Early on, John Rademaker, one strong lover in action, asked me to drive the main drug dealer who hanged out at the Centre (!) to get some shoes as well. John knew who he was. But still. In my car, the smell coming from the man was so foul, I was driving my window fully opened, my head almost completely out, on the edge of barfing the whole time, there and back. He kept asking me to take him, and there, finally to take him home.

There was too much I could not process. My own needs were screaming out. I myself was going through horrible circumstances that left me emotionally debilitated for years, and coming to Winnipeg was the beginning of my healing. Now I was in the midst of a community that believed in loving the unlovable, the poorest of the poor. And it was really hard, every time.

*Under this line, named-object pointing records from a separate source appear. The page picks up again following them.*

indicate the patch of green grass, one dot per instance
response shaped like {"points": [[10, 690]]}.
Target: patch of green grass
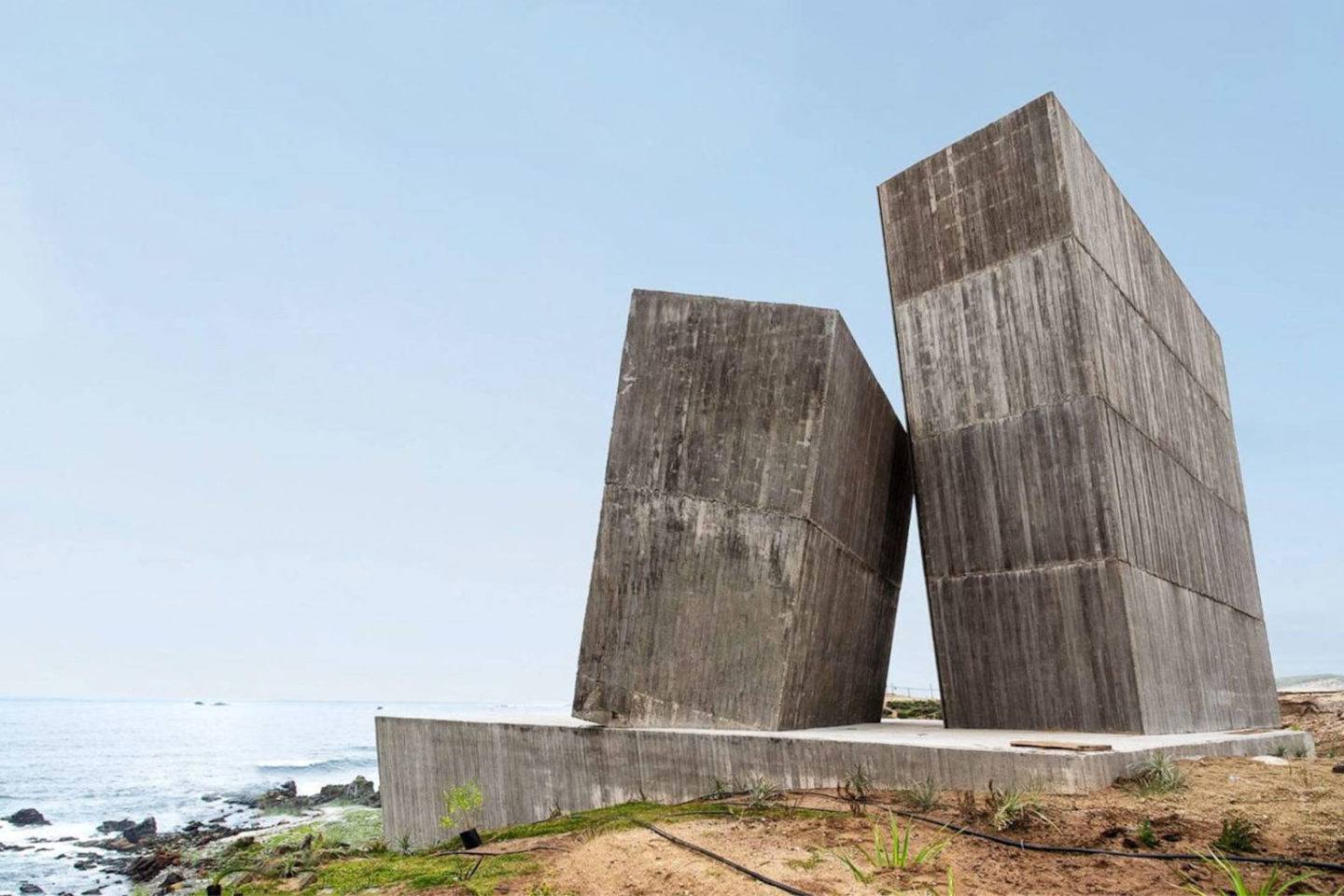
{"points": [[1014, 806], [894, 849], [610, 819], [1237, 884], [1238, 835], [916, 708], [761, 791], [1156, 777], [421, 872], [345, 876], [357, 828]]}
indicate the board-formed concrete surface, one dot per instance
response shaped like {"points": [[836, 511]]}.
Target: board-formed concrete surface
{"points": [[1085, 536], [532, 766], [753, 525]]}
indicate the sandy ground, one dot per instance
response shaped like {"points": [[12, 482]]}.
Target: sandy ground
{"points": [[1295, 807], [1322, 713]]}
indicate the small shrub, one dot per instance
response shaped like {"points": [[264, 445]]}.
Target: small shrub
{"points": [[721, 789], [1157, 776], [857, 783], [922, 795], [1238, 886], [1014, 807], [891, 850], [1238, 835], [761, 791]]}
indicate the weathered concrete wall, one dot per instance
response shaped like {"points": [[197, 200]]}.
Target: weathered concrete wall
{"points": [[1081, 505], [753, 523], [528, 770]]}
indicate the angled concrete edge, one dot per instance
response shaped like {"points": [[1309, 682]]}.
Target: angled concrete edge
{"points": [[530, 767]]}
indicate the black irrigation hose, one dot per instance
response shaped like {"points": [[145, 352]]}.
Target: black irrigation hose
{"points": [[732, 864], [1090, 850]]}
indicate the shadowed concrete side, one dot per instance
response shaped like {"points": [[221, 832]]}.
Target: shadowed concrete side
{"points": [[528, 770], [753, 525], [1081, 507]]}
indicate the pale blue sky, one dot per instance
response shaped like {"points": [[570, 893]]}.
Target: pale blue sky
{"points": [[311, 314]]}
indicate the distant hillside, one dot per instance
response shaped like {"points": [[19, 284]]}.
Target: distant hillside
{"points": [[1310, 682]]}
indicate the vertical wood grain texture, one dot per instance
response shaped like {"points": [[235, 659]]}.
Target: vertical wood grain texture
{"points": [[753, 525], [1068, 403]]}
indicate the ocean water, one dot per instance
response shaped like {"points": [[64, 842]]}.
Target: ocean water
{"points": [[85, 762]]}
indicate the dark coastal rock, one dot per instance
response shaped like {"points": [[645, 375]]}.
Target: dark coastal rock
{"points": [[278, 797], [359, 792], [27, 819], [144, 831], [143, 868], [168, 881]]}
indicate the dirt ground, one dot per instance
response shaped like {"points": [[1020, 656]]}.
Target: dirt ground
{"points": [[1295, 807], [1319, 712], [1297, 810]]}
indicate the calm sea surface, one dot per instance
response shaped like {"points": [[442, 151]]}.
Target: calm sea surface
{"points": [[85, 762]]}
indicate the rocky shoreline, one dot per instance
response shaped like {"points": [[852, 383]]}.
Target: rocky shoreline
{"points": [[164, 861]]}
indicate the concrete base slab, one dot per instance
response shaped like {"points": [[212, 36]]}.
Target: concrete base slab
{"points": [[532, 766]]}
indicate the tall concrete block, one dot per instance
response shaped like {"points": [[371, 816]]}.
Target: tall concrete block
{"points": [[753, 525], [1081, 508]]}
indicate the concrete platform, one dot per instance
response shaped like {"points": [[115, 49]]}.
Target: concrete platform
{"points": [[531, 766]]}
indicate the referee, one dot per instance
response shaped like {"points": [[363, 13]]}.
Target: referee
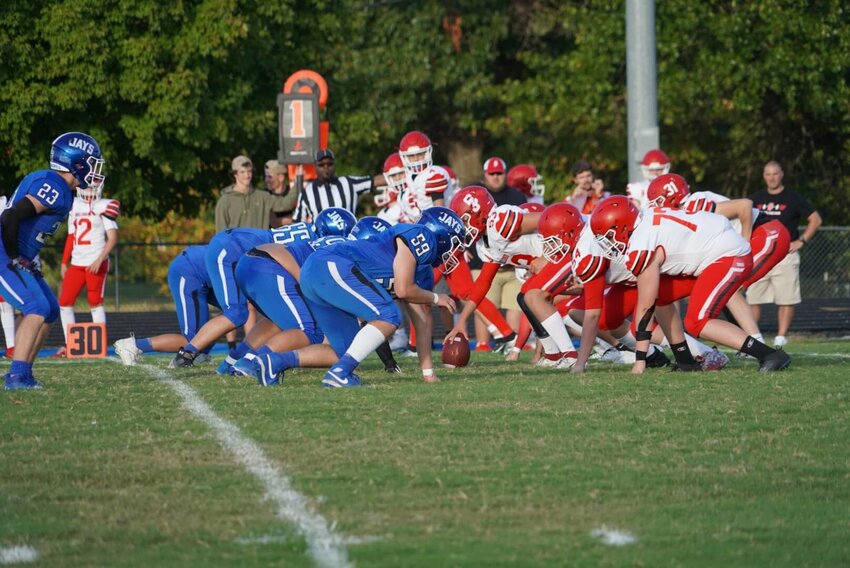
{"points": [[327, 190]]}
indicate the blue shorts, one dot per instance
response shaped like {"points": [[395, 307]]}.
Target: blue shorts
{"points": [[192, 296], [276, 294], [338, 293], [221, 258]]}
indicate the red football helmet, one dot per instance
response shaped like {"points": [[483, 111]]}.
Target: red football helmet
{"points": [[559, 225], [396, 181], [667, 190], [415, 149], [507, 221], [612, 223], [654, 164], [525, 178], [473, 204], [533, 207]]}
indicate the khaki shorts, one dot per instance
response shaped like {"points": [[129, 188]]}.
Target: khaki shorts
{"points": [[504, 290], [780, 286]]}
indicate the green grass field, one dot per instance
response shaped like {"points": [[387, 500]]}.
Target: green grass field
{"points": [[498, 465]]}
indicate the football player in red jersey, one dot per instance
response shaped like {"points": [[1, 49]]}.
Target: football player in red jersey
{"points": [[702, 257], [92, 234]]}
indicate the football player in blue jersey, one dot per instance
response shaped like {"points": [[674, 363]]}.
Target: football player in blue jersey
{"points": [[192, 291], [223, 254], [38, 207], [358, 279]]}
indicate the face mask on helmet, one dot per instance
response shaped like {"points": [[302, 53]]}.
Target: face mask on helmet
{"points": [[334, 221], [78, 154]]}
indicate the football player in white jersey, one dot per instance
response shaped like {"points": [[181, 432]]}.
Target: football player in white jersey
{"points": [[92, 234], [769, 240], [426, 185], [654, 163], [511, 239], [698, 255]]}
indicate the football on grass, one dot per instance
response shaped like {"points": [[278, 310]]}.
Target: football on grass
{"points": [[456, 352]]}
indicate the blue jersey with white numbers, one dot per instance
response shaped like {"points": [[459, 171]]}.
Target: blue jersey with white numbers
{"points": [[49, 189], [247, 239], [303, 249], [374, 257]]}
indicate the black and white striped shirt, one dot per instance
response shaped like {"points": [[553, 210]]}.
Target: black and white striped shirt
{"points": [[338, 192]]}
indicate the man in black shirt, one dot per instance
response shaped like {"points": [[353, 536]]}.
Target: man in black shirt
{"points": [[781, 286]]}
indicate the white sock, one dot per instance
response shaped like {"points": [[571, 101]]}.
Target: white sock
{"points": [[366, 341], [555, 326], [628, 340], [696, 347], [549, 345], [7, 317], [66, 315], [98, 314]]}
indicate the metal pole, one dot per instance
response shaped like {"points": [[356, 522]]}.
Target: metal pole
{"points": [[641, 82]]}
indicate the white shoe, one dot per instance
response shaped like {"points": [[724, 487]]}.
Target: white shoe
{"points": [[567, 361], [128, 352]]}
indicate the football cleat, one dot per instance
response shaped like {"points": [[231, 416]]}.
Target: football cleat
{"points": [[224, 368], [203, 358], [20, 382], [504, 344], [776, 361], [182, 360], [334, 380], [567, 361], [657, 359], [128, 352], [714, 360]]}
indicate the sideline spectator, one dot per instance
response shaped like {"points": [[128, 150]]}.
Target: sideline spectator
{"points": [[328, 190], [588, 190], [243, 206], [276, 184], [781, 286]]}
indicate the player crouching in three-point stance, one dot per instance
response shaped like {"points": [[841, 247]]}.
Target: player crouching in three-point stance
{"points": [[357, 279], [701, 256], [38, 207]]}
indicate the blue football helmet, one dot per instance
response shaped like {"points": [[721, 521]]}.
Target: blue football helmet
{"points": [[369, 227], [449, 231], [334, 221], [78, 154]]}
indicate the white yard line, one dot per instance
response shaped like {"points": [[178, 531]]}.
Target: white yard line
{"points": [[18, 555], [325, 546]]}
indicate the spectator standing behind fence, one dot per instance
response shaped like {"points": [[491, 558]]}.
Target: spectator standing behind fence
{"points": [[243, 206], [92, 234], [588, 190], [276, 184], [328, 190], [781, 286]]}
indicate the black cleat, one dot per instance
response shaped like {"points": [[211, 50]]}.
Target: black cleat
{"points": [[776, 361], [183, 359], [694, 367], [657, 360]]}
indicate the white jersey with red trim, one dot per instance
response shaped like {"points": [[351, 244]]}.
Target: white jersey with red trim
{"points": [[637, 191], [88, 223], [705, 200], [392, 213], [418, 195], [496, 248], [589, 262], [691, 241]]}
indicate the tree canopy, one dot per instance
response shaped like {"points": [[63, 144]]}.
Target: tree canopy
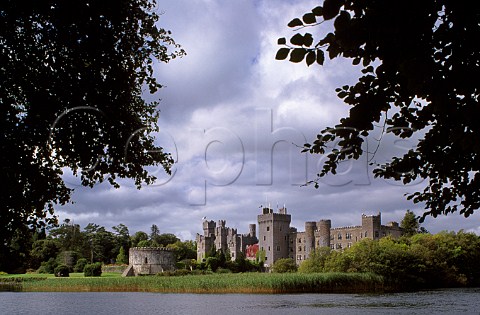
{"points": [[419, 60], [72, 75]]}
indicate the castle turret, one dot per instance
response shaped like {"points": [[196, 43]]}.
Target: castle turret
{"points": [[273, 232], [252, 230], [310, 228], [323, 234], [209, 228], [371, 225]]}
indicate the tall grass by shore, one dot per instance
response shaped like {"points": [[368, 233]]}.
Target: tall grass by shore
{"points": [[216, 283]]}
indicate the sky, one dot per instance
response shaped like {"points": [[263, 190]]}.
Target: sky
{"points": [[234, 120]]}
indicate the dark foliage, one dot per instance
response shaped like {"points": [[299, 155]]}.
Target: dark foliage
{"points": [[420, 60], [71, 81]]}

One morning I was playing with the worship team, and afterwards I kept playing softly. Charlie came to the piano and just stared for a while, under the influence. He asked me to show him how to play some time. Charlie was a prolific poet. He loved writing. Inside I was screaming, unable to feel the moment, running from the implication of having to face my fears of not knowing how to be with people under the influence. I come from a heavy drug abuse background, and got very triggered by the intensity of the needs. I just could not see the person. And mumbled something to the effect that yes, it would be cool, and I'd do it... some time soon... I never created the moment for it, I never responded to that simple request.

After singing on the album No Fixed Address, a collective work from WCV with Kevin Hildebrand and Andrew Smith, Charlie was found one morning in an alley... he had been murdered, and I'm convinced it was for some stupid reason.

I never fuly recovered from that.

So yes, being missional is being who we are, where we are, where we're at, being exposed to the needs of people who are where they're at. And that is the stage where the Lord comes in and work in us at the very moment where we work for others.

My own dysfunction is still very much alive, but I found that at the moment of meeting with people in need, if I want to, if I have that mind in me, then there is the presence of Jesus between us, like a spark between two rocks. I only wish I could slow down time so as to take in the moment and be pliable to the movement of giving of myself. But more blessing than that would be that I'd be healed from the expectation that things should be different. Love can often be a sacrifice, it can hurt. Does it always have to? Something about boundaries?

I think I might have taken this beyond the point of the discussion, I hope you'll forgive me...

Being missional is being present in the moment of need as if this was a "Eucharist moment," taking communion. In reality, isn't it dying to self, preferring the other? Maybe one day this will crash the walls I've built for self-preservation, replacing them with the steady presence of God's Fatherness through the Holy Spirit.

Oh how I long for that day... !

I also think that loving people AND letting ourselves be loved is a very important part of God's design for reaching out with a kingdom heart. By me reaching out, God reaches out to and through me.